The Macquarie Group Ltd (ASX: MQG) share price is under the spotlight after revealing strong growth in its FY26 result.
Macquarie is a major financial institution with multiple divisions and global operations. Its activities include asset management, investment banking, and regular banking in Australia.
Macquarie FY26 result
Here are some of the main highlights from Macquarie’s FY26 report for the 12 months to 31 March 2026:
- FY26 second half net profit up 93% to $3.2 billion
- FY26 net profit increased 30% to $4.8 billion
- Earnings per share (EPS) increased 30% to $12.77
- Final dividend per share of $4.20, up 7.7%
- Full-year dividend per share of $7.00, up 7.7%
There were multiple drivers of the result, so let’s take a look at what helped the company deliver those overall numbers.

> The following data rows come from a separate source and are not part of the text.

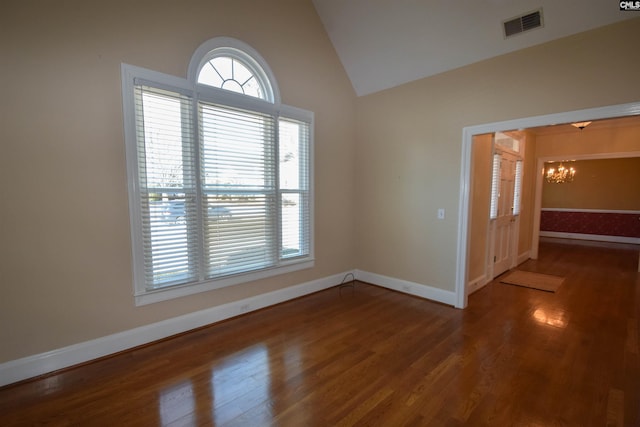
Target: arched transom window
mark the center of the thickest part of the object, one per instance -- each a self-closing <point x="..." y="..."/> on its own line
<point x="229" y="64"/>
<point x="229" y="73"/>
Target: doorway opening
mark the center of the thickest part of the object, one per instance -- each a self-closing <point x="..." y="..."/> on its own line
<point x="468" y="133"/>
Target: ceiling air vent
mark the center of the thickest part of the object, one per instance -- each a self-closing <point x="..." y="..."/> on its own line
<point x="523" y="23"/>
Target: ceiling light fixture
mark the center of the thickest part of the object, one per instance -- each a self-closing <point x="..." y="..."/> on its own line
<point x="561" y="175"/>
<point x="581" y="125"/>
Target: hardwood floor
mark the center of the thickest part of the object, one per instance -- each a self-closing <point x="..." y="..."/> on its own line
<point x="370" y="356"/>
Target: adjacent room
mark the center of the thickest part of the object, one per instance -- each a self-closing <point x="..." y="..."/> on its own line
<point x="303" y="212"/>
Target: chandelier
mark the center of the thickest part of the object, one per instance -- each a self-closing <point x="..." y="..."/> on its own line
<point x="560" y="175"/>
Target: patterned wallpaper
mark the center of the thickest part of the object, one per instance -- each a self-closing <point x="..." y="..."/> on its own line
<point x="600" y="223"/>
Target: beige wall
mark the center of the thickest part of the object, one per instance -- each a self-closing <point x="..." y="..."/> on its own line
<point x="65" y="257"/>
<point x="608" y="184"/>
<point x="409" y="140"/>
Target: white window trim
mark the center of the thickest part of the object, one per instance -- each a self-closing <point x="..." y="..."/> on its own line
<point x="130" y="74"/>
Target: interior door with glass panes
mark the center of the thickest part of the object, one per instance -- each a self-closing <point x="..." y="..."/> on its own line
<point x="504" y="216"/>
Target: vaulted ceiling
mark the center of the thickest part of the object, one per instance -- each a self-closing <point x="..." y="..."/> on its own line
<point x="385" y="43"/>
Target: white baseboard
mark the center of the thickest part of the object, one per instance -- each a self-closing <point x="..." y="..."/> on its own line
<point x="595" y="237"/>
<point x="411" y="288"/>
<point x="477" y="283"/>
<point x="40" y="364"/>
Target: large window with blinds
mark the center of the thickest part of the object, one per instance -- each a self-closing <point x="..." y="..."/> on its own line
<point x="220" y="179"/>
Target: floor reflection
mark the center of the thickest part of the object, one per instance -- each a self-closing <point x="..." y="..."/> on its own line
<point x="239" y="387"/>
<point x="177" y="403"/>
<point x="553" y="318"/>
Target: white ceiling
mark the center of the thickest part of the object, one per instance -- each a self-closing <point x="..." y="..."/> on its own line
<point x="385" y="43"/>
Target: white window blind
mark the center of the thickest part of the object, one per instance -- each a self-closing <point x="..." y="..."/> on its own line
<point x="239" y="188"/>
<point x="220" y="185"/>
<point x="517" y="188"/>
<point x="167" y="188"/>
<point x="294" y="188"/>
<point x="495" y="186"/>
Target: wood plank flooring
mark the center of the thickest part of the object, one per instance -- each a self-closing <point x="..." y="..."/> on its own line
<point x="370" y="356"/>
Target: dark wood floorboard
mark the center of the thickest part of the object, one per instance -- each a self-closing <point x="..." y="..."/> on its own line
<point x="371" y="356"/>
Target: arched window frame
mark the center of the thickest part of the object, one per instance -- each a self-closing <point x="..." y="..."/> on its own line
<point x="230" y="47"/>
<point x="192" y="96"/>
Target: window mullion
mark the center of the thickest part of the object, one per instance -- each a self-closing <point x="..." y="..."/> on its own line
<point x="278" y="192"/>
<point x="197" y="147"/>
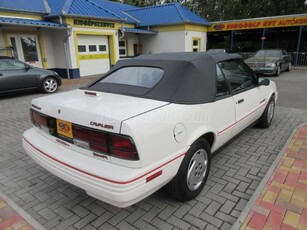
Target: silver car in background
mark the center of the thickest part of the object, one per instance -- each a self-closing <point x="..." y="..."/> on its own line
<point x="270" y="61"/>
<point x="17" y="76"/>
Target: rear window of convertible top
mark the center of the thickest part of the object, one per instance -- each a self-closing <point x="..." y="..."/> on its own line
<point x="139" y="76"/>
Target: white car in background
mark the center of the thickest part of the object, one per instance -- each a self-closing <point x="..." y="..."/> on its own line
<point x="150" y="121"/>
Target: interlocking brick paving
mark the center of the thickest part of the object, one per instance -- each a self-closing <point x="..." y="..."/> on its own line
<point x="282" y="204"/>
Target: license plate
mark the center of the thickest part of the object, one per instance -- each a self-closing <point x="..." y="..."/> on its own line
<point x="64" y="128"/>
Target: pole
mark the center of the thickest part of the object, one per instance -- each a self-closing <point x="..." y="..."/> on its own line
<point x="231" y="40"/>
<point x="299" y="40"/>
<point x="263" y="38"/>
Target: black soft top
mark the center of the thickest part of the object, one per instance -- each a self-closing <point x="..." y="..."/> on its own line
<point x="189" y="78"/>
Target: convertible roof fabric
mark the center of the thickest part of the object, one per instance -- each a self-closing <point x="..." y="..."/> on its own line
<point x="189" y="78"/>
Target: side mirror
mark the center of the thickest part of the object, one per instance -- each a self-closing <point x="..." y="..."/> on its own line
<point x="263" y="81"/>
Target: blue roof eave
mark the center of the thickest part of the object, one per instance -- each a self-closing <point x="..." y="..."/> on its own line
<point x="177" y="23"/>
<point x="31" y="23"/>
<point x="24" y="11"/>
<point x="91" y="17"/>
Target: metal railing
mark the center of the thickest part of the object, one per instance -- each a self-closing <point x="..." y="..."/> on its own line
<point x="297" y="58"/>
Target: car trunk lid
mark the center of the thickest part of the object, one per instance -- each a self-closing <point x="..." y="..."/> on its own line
<point x="102" y="111"/>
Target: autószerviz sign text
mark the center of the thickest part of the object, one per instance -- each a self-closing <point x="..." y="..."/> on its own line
<point x="258" y="24"/>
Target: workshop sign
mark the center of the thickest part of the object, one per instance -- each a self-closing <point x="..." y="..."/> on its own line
<point x="93" y="23"/>
<point x="259" y="23"/>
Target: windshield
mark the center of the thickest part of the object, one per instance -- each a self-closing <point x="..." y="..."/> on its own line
<point x="145" y="77"/>
<point x="268" y="53"/>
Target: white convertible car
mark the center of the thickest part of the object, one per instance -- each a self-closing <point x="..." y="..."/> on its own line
<point x="150" y="121"/>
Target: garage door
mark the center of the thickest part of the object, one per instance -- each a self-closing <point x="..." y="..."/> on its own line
<point x="93" y="54"/>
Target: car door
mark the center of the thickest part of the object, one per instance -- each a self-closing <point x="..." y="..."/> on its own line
<point x="247" y="97"/>
<point x="16" y="75"/>
<point x="225" y="113"/>
<point x="286" y="60"/>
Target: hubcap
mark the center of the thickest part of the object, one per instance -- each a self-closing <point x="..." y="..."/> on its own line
<point x="50" y="85"/>
<point x="270" y="112"/>
<point x="197" y="169"/>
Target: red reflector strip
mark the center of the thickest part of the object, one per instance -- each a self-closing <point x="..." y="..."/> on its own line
<point x="36" y="107"/>
<point x="153" y="176"/>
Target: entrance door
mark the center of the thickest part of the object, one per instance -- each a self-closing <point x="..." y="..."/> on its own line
<point x="26" y="48"/>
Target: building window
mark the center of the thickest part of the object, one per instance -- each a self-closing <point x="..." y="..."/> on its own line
<point x="102" y="48"/>
<point x="196" y="44"/>
<point x="81" y="49"/>
<point x="122" y="48"/>
<point x="92" y="48"/>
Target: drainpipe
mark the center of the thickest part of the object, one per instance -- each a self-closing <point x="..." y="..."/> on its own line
<point x="299" y="40"/>
<point x="232" y="33"/>
<point x="66" y="50"/>
<point x="263" y="38"/>
<point x="122" y="31"/>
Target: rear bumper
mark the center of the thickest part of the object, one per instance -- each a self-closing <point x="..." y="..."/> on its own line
<point x="113" y="184"/>
<point x="268" y="70"/>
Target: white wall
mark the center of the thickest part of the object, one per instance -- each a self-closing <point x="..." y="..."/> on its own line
<point x="172" y="41"/>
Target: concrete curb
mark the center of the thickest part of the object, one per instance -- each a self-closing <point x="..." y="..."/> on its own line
<point x="264" y="181"/>
<point x="22" y="212"/>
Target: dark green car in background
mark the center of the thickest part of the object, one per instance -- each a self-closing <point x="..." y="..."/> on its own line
<point x="17" y="76"/>
<point x="270" y="61"/>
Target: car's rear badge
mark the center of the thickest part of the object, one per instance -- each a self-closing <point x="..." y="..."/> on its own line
<point x="105" y="126"/>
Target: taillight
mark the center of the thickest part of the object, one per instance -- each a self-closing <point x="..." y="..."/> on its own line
<point x="45" y="123"/>
<point x="122" y="147"/>
<point x="90" y="139"/>
<point x="101" y="142"/>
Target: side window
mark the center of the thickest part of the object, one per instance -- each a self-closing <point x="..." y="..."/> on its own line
<point x="238" y="74"/>
<point x="221" y="84"/>
<point x="11" y="64"/>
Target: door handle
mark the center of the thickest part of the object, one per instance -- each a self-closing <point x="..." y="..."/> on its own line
<point x="240" y="101"/>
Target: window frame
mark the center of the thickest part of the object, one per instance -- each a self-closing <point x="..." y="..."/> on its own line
<point x="229" y="94"/>
<point x="123" y="48"/>
<point x="198" y="46"/>
<point x="246" y="67"/>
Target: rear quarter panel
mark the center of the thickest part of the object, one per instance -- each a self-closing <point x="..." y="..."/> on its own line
<point x="153" y="132"/>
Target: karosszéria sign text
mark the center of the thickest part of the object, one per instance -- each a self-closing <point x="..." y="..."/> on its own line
<point x="85" y="22"/>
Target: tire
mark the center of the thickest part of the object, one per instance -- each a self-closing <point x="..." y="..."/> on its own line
<point x="50" y="85"/>
<point x="266" y="118"/>
<point x="289" y="67"/>
<point x="278" y="71"/>
<point x="193" y="172"/>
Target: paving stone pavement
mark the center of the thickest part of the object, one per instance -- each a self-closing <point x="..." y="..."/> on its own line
<point x="280" y="201"/>
<point x="236" y="172"/>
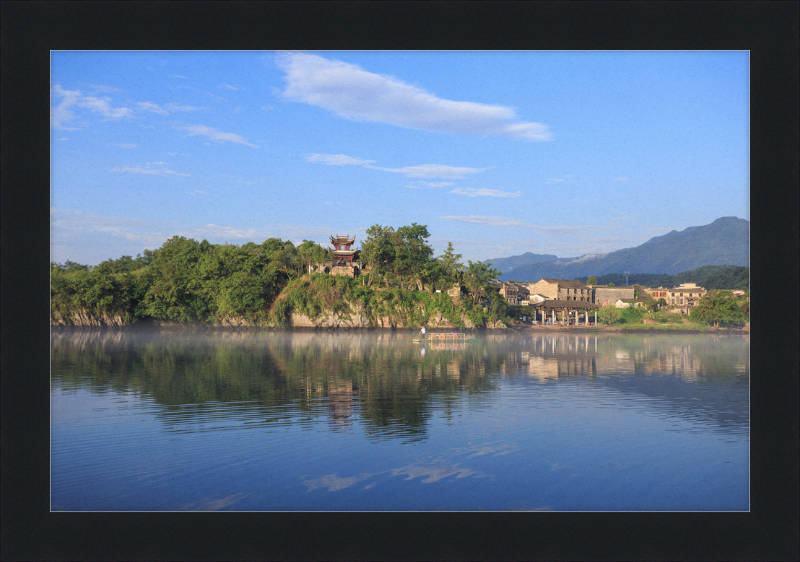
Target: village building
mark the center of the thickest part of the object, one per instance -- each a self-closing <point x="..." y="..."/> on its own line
<point x="657" y="293"/>
<point x="687" y="296"/>
<point x="574" y="312"/>
<point x="342" y="258"/>
<point x="513" y="293"/>
<point x="561" y="289"/>
<point x="533" y="299"/>
<point x="605" y="295"/>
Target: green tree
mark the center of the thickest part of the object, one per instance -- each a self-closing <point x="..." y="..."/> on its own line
<point x="719" y="308"/>
<point x="477" y="278"/>
<point x="377" y="251"/>
<point x="412" y="253"/>
<point x="451" y="264"/>
<point x="609" y="314"/>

Strong performance across each division
Macquarie said that each of its businesses used its specialist expertise to navigate the current environment, identifying opportunities that support long-term growth. The company is very global these days – 68% of its total income was international.
Operating leverage was also demonstrated across the business, while operating income increased 13% year on year to $19.5 billion, operating expenses only went up 5% to $12.75 billion.
Macquarie Asset Management (MAM) net profit increased by 27% to $2.6 billion, primarily driven by higher performance fees.
Banking and financial services (BFS) net profit increased 17% to $1.6 billion, primarily driven by the loan portfolio and BFS deposits. This was partially offset by lower margins amid competition, as well as higher technology expenses to support business growth.
The commodities and global markets (CGM) division saw net profit growth of 49% to $4.2 billion. It benefited from the gain on sale of the OnStream meters platform, while commodities benefited from increased risk management income from client hedging activity across its global gas and power and global oil businesses.
Macquarie Capital’s net profit increased 43% to $1.5 billion, with higher income from equity investments, acquisition fees, brokerage and the private credit portfolio.
Outlook for the Macquarie share price
The company is a powerful performer in the ASX financial share sector, I think it’s capable of delivering much more growth than other ASX bank shares over the long-term because of its multi-division, global approach.
It doesn’t look cheap at an all-time high, though the profit growth has gone some distance to justify a higher valuation.
It really depends on whether profit growth can be sustained or whether this is as good as it gets. This is the financial share I’d buy out of all of the options on the ASX, though there are other ASX dividend shares that could be better value.